After doggedly trying to prevent Parliament from impeaching her for the past two years, Public Protector Busisiwe Mkhwebane has been removed from office.
In a first for democratic South Africa, the head of a Chapter Nine institution -- created to protect constitutional rights -- has been impeached.
Just over a month before she was due to receive a R10-million payout after her non-renewal seven-year term, Parliament voted on the Section 194 hearing's conclusion that she should be impeached.
It followed numerous court judgments that questioned her competence and grasp of the law required by a figure as important as the public protector.
Some of the charges against her were that she wasted money in fruitless and unsuccessful attempts to defend her reports after they were overturned by the courts.
She spent an estimated R147 million on legal fees -- and over R30 million defending herself at the Section 194 hearings.

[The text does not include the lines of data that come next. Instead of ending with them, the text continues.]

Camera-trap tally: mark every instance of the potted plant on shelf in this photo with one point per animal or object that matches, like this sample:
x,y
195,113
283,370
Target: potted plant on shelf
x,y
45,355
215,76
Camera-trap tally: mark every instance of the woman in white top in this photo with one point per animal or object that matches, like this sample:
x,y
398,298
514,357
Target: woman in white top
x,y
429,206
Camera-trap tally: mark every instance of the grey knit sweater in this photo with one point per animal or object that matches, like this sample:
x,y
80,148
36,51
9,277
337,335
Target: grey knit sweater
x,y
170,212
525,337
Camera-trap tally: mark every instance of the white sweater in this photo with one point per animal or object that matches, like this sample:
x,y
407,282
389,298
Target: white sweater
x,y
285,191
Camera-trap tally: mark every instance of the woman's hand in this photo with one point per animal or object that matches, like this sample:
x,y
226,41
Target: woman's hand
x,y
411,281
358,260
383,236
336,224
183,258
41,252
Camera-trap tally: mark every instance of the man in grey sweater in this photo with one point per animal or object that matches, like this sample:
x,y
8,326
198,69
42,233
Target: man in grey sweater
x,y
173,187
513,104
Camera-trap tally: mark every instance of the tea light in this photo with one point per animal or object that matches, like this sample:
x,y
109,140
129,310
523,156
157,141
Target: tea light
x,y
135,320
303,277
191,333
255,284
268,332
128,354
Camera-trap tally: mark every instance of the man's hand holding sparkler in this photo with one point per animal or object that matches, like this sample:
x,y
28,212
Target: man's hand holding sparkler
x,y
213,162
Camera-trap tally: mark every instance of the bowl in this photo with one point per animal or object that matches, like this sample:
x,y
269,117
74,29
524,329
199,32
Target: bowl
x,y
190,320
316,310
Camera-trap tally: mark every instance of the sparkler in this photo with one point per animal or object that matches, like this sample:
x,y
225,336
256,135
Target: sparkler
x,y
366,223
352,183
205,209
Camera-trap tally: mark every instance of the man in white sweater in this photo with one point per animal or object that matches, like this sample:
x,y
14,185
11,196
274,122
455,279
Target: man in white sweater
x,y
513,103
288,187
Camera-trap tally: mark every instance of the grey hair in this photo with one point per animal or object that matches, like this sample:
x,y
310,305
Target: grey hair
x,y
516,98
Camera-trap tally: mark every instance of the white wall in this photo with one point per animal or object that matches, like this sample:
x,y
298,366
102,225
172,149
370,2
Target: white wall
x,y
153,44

"Ours was not an enquiry which rubber-stamped the findings of the independent panel or the courts," said Richard Dyantyi, the chairperson of the Section 194 committee, referring to the hearings which found her guilty of misconduct and incompetence.

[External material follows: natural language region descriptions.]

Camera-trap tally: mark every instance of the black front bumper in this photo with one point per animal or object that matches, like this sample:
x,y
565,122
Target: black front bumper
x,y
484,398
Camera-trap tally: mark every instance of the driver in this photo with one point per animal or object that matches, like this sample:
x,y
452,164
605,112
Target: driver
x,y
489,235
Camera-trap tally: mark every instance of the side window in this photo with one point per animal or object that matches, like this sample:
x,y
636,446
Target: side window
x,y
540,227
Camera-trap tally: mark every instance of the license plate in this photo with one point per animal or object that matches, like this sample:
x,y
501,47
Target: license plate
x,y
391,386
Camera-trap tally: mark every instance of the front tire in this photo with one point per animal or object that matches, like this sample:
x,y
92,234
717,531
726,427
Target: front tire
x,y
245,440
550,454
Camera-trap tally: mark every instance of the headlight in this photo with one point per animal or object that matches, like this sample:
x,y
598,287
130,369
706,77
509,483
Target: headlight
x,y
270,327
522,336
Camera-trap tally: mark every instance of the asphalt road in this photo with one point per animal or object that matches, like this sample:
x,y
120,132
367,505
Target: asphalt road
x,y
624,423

"On the contrary, we heard hundreds of hours of testimony and were seized with copious documentary evidence. Where we have established misconduct and incompetence, we are confident that advocate Mkhwebane did not raise any valid defence for her conduct to sway us.
"In fact, the enquiry unearthed even further examples of misconduct and incompetence that had this committee not adduced evidence in the manner that it did, would have never come to the fore."
Her legal challenges saw Seanego Attorneys receive R55 million, while advocate Dali Mpofu SC, who represented her at the hearings, was the highest-paid advocate with R12 million.
The section 194 hearing followed the National Assembly in 2021 recommending that Mkhwebane be investigated for misconduct and incompetence after her most controversial investigations were all overturned by the courts.